Fast-forward to the present. Last fall, BP, Conoco and Exxon -- in conjunction with pipeline builder TransCanada Corp. -- announced the current pipeline-LNG project under consideration would cost up to $65 billion or more.

Oil company spokespersons did not provide meaningful input for the story. ExxonMobil and BP spokespeople steered a reporter's inquiry about the rising costs to Parnell's website, where a letter posted there and signed by company executives provides simple, back-of-the-napkin concepts about the latest project.
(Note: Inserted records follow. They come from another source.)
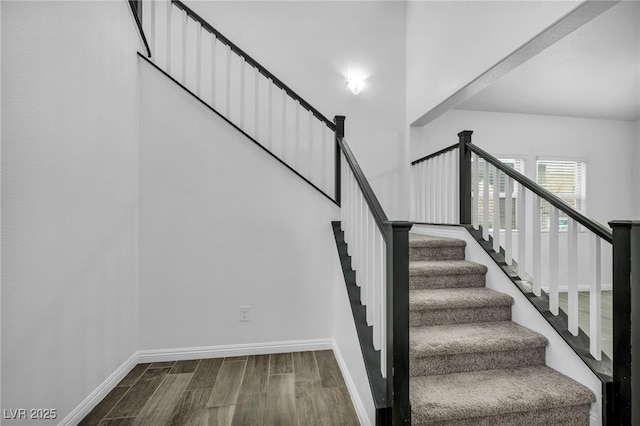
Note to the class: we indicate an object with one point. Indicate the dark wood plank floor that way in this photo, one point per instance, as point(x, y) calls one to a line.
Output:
point(302, 388)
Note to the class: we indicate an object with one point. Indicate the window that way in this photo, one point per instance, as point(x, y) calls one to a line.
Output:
point(515, 163)
point(567, 180)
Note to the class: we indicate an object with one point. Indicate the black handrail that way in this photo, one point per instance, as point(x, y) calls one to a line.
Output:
point(306, 105)
point(595, 227)
point(136, 9)
point(396, 237)
point(370, 197)
point(435, 154)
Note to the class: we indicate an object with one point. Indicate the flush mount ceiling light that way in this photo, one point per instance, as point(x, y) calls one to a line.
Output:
point(355, 82)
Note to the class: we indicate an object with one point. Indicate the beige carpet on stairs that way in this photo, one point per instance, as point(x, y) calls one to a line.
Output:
point(469, 363)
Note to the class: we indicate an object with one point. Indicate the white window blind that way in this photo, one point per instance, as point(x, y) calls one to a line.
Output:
point(567, 180)
point(515, 163)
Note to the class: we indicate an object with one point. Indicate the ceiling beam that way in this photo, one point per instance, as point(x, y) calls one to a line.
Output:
point(564, 26)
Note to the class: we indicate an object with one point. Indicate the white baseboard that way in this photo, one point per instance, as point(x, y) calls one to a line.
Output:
point(351, 387)
point(180, 354)
point(99, 393)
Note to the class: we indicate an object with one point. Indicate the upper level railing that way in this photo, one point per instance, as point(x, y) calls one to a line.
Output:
point(236, 87)
point(379, 250)
point(242, 91)
point(463, 184)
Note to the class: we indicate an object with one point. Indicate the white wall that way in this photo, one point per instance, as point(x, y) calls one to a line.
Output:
point(69, 200)
point(607, 146)
point(449, 44)
point(222, 225)
point(311, 45)
point(636, 168)
point(349, 352)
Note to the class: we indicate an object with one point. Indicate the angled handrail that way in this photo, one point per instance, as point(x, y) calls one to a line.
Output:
point(396, 407)
point(593, 226)
point(254, 63)
point(619, 402)
point(435, 154)
point(376, 209)
point(136, 10)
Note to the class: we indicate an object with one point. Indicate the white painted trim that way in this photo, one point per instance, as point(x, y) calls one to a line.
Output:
point(351, 387)
point(78, 413)
point(180, 354)
point(564, 288)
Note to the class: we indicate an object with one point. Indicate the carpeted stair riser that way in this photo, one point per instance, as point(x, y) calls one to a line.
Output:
point(458, 316)
point(420, 282)
point(436, 253)
point(446, 274)
point(495, 393)
point(462, 363)
point(430, 248)
point(469, 364)
point(575, 415)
A thorough estimate of an Alaska LNG project was released five years ago, Balash said. That's when Gas Strategies, the state-hired energy consultant, looked at different LNG options in an exercise to determine whether Alaska should support an LNG export project or a pipeline to Canada. The state at the time got behind the overland route, and committed under the Alaska Gasline Inducement Act to provide TransCanada with up to $500 million in subsidies to help make it happen.

But Parnell pulled the rug out from under that overland route in fall 2011, announcing that the LNG option was the better course. Asian prices for liquefied gas had risen dramatically, and Lower 48 prices had fallen, thanks to a domestic glut of natural gas brought about by the shale gas boom.
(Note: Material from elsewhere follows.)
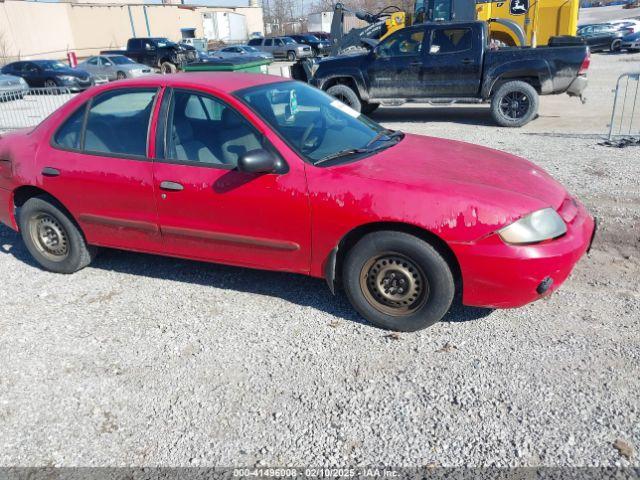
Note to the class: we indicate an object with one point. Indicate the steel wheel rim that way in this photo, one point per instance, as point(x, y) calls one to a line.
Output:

The 2008 Gas Strategies analysis found the costs of a liquefaction project would be much higher than shipping the gas overland 1,700 miles from Prudhoe Bay to Alberta. An LNG project larger than the one today, moving 4.5 billion cubic feet of gas per day rather than 3-3.5 billion cubic feet, would cost an estimated $43 billion.

Add rising costs for materials in the last five years, and that's about in line with the estimate today that starts at $45 billion on the low end, said Balash.

He has a lot of confidence in the current estimate.

"When we saw those numbers late last year, we didn't just throw them out the window," he said, referring to state officials. "We compared them to this information (by Gas Strategies), and we have some of the same firms today continuing to work with the state. So we had them give it the stink-eye and tell us whether they were in the right range."